Skip to main content

Create Confluent Avro-based Apache Flink® table

Confluent Avro is a serialization format that requires integrating with a schema registry. This enables the serialization and deserialization of data in a format that is language-agnostic, easy to read, and supports schema evolution.

Aiven for Apache Flink® simplifies the process of creating an Apache Flink® source table that uses the Confluent Avro data format with Karapace, an open-source schema registry for Apache Kafka® that enables you to store and retrieve Avro schemas. With Aiven for Apache Flink, you can stream data in the Confluent Avro data format and perform real-time transformations.

Prerequisites

  1. In the Aiven for Apache Flink service page, select Application from the left sidebar.

  2. Create an application or select an existing one with Aiven for Apache Kafka® integration.

    note

    If editing an existing application, create a version to make changes to the source or sink tables.

  3. In the Create new version screen, select Add source tables.

  4. Select Add new table or select Edit to edit an existing source table.

  5. In the Add new source table or Edit source table screen, select the Aiven for Apache Kafka® service as the integrated service.

  6. In the Table SQL section, enter the SQL statement below to create an Apache Kafka®-based Apache Flink® table with Confluent Avro:

    CREATE TABLE kafka (
    -- specify the table columns
    ) WITH (
    'connector' = 'kafka',
    'properties.bootstrap.servers' = '',
    'scan.startup.mode' = 'earliest-offset',
    'topic' = 'my_test.public.students',
    'value.format' = 'avro-confluent', -- the value data format is Confluent Avro
    'value.avro-confluent.url' = 'http://localhost:8082', -- the URL of the schema registry
    'value.avro-confluent.basic-auth.credentials-source' = 'USER_INFO', -- the source of the user credentials for accessing the schema registry
    'value.avro-confluent.basic-auth.user-info' = 'user_info' -- the user credentials for accessing the schema registry
    )

    The following are the parameters:

    • connector: the Kafka connector type, between the Apache Kafka SQL Connector (value kafka) for standard topic reads/writes and the Upsert Kafka SQL Connector (value upsert-kafka) for changelog type of integration based on message key.

      note

      For more information on the connector types and the requirements for each, see the articles on Kafka connector types and the requirements for each connector type.

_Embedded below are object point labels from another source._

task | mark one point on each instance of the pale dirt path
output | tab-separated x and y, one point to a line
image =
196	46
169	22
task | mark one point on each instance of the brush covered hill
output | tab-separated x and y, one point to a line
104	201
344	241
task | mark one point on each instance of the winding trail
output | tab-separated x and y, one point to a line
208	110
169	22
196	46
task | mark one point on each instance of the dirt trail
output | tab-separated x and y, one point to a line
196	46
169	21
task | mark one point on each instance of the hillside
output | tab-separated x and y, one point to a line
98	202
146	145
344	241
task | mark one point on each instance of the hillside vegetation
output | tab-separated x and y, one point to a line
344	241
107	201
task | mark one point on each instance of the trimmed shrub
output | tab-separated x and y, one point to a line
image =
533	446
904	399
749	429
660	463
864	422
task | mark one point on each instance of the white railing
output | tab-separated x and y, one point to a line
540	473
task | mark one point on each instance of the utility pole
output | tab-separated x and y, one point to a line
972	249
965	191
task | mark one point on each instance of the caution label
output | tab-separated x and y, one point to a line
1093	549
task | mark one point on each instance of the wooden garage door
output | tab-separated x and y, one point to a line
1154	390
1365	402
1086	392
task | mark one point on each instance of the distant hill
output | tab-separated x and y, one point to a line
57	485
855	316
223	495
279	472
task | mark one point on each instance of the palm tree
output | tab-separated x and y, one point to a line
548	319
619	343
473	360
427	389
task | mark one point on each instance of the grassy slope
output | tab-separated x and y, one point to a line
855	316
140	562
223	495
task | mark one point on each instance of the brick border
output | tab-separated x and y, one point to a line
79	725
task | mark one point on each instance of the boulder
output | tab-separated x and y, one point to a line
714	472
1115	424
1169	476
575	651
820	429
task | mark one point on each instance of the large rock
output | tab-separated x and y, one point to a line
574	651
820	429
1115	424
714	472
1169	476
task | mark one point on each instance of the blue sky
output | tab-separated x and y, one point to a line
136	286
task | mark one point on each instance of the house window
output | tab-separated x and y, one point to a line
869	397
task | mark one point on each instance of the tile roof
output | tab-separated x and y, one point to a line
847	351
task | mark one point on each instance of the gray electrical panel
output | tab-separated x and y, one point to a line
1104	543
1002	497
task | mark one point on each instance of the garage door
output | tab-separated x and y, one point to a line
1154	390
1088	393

    • properties.bootstrap.servers: this parameter can be left empty since the connection details will be retrieved from the Aiven for Apache Kafka integration definition

    • topic: the topic to be used as a source for the data pipeline. To use a new topic that does not yet exist, write the topic name.

    • value.format: indicates that the value data format is in the Confluent Avro format.

      note

      The key.format parameter can also be set to the avro-confluent format.

    • avro-confluent.url: this is the URL for the Karapace schema registry.

    • value.avro-confluent.basic-auth.credentials-source: this specifies the source of the user credentials for accessing the Karapace schema registry. At present, only the USER_INFO value is supported for this parameter.

    • value.avro-confluent.basic-auth.user-info: this should be set to the user_info string you created earlier.

      important

      To access the Karapace schema registry, the user needs to provide the username and password using the user_info parameter. The user_info parameter is a string formatted as user_info = f"{username}:{password}".

      Additionally, on the source table, the user only needs read permission to the subject containing the schema. However, on the sink table, if the schema does not exist, the user must have write permission for the schema registry.

      It is important to provide this information to authenticate and access the Karapace schema registry.

  7. To create a sink table, select Add sink tables and repeat steps 4-6 for sink tables.

  8. In the Create statement section, create a statement that defines the fields retrieved from each message in a topic.

The Aiven for Apache Kafka service called demo-kafka includes a topic called my_test.public.student that holds a stream of student data in Confluent Avro format like:

{"id": 1, "name": "John", "email": "john@gmail.com"}
{"id": 2, "name": "Jane", "email": "jane@yahoo.com"}
{"id": 3, "name": "Bob", "email": "bob@hotmail.com"}
{"id": 4, "name": "Alice", "email": "alice@gmail.com"}

You can define a students Flink table by selecting demo-kafka as the integration service and writing the following SQL schema:

CREATE TABLE students (
id INT,
name STRING,
email STRING
) WITH (
'connector' = 'kafka',
'properties.bootstrap.servers' = '',
'scan.startup.mode' = 'earliest-offset',
'topic' = 'my_test.public.students',
'value.format' = 'avro-confluent'
'value.avro-confluent.url' = 'http://localhost:8082',
'value.avro-confluent.basic-auth.credentials-source'= 'USER_INFO',
'value.avro-confluent.basic-auth.user-info" = 'user_info',
)
note

The SQL schema includes the output message fields id, name, email and the related data type.